Le vrai danger dans l’avenir, c’est que l’eau, considérée à bon droit par l’agriculteur comme le plus précieux de ses trésors, ne soit utilisé jusqu’à la dernière goutte. Au lieu de menacer les champs de ses ravages, le ruisseau, saigné par d’innombrables canaux d’irrigation, pourrait bien tarir complètement et laisser dans la disette les riverains de son cours inférieur. Tel est le malheur qui arrive déjà dans plusieurs contrées du Midi : en Provence, en Espagne, en Italie, en Indoustan. À son issue des montagnes, le ruisseau tapageur semble vouloir courir d’une traite jusqu’à l’océan ; il écume, il rage contre les pierres, il bondit de rapide en rapide, il emplit des vasques profondes d’un formidable azur. Comme un jeune homme entrant dans la vie et ne doutant de rien, il a devant lui l’espace immense et veut en profiter ; mais à droite, à gauche, de perfides barrages, de petites écluses enlèvent à son courant de minces filets d’eau, qui vont se ramifier au loin dans les jardins et les prairies. Appauvri d’écluse en écluse par tous ces emprunts, le ruisseau se transforme en ruisselet, son eau retardée se traîne en serpentant sur les galets, puis disparaît sous les sables, que le laboureur creuse de sa pioche pour recueillir encore les dernières gouttes du précieux liquide. À peine est-il arrivé dans les campagnes unies, que le joyeux fils des monts s’est évanoui.

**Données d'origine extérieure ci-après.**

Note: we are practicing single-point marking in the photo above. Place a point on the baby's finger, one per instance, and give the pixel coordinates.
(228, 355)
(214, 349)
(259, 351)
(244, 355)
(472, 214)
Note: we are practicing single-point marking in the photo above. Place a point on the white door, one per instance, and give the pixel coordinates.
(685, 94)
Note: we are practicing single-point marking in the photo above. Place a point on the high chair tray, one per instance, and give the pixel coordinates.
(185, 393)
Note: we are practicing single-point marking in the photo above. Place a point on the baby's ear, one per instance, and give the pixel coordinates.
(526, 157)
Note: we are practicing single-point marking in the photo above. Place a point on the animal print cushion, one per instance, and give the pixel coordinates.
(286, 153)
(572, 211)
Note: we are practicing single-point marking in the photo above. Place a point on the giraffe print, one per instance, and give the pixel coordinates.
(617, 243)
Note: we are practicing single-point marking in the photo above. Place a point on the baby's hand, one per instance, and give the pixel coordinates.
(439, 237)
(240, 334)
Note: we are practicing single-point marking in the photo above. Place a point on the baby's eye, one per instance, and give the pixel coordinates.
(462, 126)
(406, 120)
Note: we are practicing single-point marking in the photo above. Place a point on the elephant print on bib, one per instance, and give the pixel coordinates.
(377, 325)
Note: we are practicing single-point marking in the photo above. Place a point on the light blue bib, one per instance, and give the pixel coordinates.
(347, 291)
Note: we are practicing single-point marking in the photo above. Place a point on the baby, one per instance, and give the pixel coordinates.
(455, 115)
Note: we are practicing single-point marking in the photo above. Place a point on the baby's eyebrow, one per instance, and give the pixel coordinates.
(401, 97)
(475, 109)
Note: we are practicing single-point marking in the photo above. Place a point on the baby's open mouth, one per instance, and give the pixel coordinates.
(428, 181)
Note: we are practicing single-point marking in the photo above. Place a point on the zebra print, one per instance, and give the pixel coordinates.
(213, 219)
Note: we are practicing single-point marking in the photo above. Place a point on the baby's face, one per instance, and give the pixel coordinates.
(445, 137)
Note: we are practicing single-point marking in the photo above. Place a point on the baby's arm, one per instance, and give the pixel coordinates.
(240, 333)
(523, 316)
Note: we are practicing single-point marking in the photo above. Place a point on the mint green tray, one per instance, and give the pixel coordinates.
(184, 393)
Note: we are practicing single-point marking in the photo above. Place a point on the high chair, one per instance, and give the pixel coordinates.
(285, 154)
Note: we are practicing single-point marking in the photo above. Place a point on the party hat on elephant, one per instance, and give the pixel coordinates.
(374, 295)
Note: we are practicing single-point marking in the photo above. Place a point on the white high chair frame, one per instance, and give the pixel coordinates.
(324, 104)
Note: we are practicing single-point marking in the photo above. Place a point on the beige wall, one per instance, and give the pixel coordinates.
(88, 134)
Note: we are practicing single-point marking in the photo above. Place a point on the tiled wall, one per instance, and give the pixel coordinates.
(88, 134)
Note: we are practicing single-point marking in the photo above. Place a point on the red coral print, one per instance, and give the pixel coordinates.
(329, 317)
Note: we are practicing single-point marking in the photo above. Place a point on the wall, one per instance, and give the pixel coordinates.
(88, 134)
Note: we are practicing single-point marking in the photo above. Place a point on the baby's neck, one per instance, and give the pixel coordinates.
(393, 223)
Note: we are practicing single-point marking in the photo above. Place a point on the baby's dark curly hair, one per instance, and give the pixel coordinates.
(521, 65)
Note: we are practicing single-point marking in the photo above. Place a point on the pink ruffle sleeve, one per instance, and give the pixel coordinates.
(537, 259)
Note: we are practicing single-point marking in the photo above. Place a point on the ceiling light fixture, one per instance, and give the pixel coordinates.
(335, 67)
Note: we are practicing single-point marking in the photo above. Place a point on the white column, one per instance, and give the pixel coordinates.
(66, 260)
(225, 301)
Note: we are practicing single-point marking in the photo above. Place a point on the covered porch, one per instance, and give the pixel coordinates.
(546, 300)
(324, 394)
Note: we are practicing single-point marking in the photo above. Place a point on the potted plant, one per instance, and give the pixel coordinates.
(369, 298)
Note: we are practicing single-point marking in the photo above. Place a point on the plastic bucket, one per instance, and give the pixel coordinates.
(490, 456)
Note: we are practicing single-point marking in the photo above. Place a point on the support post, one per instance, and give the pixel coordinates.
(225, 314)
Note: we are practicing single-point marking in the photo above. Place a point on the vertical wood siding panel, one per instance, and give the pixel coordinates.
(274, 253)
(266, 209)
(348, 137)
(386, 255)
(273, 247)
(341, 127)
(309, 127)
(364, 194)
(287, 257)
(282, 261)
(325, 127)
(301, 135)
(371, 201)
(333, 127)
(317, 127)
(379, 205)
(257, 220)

Toutefois, en échappant à son lit, l’eau ruisselante, divisée en artères et en artérioles sans nombre, n’en travaille que mieux. Réduite en filets assez minces pour être bue au passager par les radicelles des plantes, elle entre d’autant plus facilement dans le torrent de la circulation végétale pour se changer en sève, puis en bois, en feuilles, en fleurs, et se répandre de nouveau dans l’atmosphère en se mêlant aux senteurs des corolles. Dans la plaine, transformée en un jardin immense, on ne voit d’eau nulle part, et pourtant c’est elle qui donne au gazon la fougue de croissance et la fraîcheur ; elle qui revêt les parterres de fleurs et les arbustes de feuillage ; elle multiplie les branches et prête ainsi aux avenues ombreuses cette profondeur de mystère qui nous charme. Sous une autre forme, c’est elle qui nous entoure et qui nous ravit. Çà et là, nous entendons à nos pieds un murmure argentin, comme un bruit de perles roulant sur le pavé : c’est le gazouillement de l’eau qui s’écoule dans un canal souterrain, et dont les reflets fugitifs nous apparaissent vaguement à travers les interstices des dalles. Près d’une maisonnette enfouie sous la verdure, un petit jet d’eau s’élance en aigrette balancée du vent, et les gouttelettes du brouillard irisé vont retomber au loin sur les fleurs en rosée de diamants.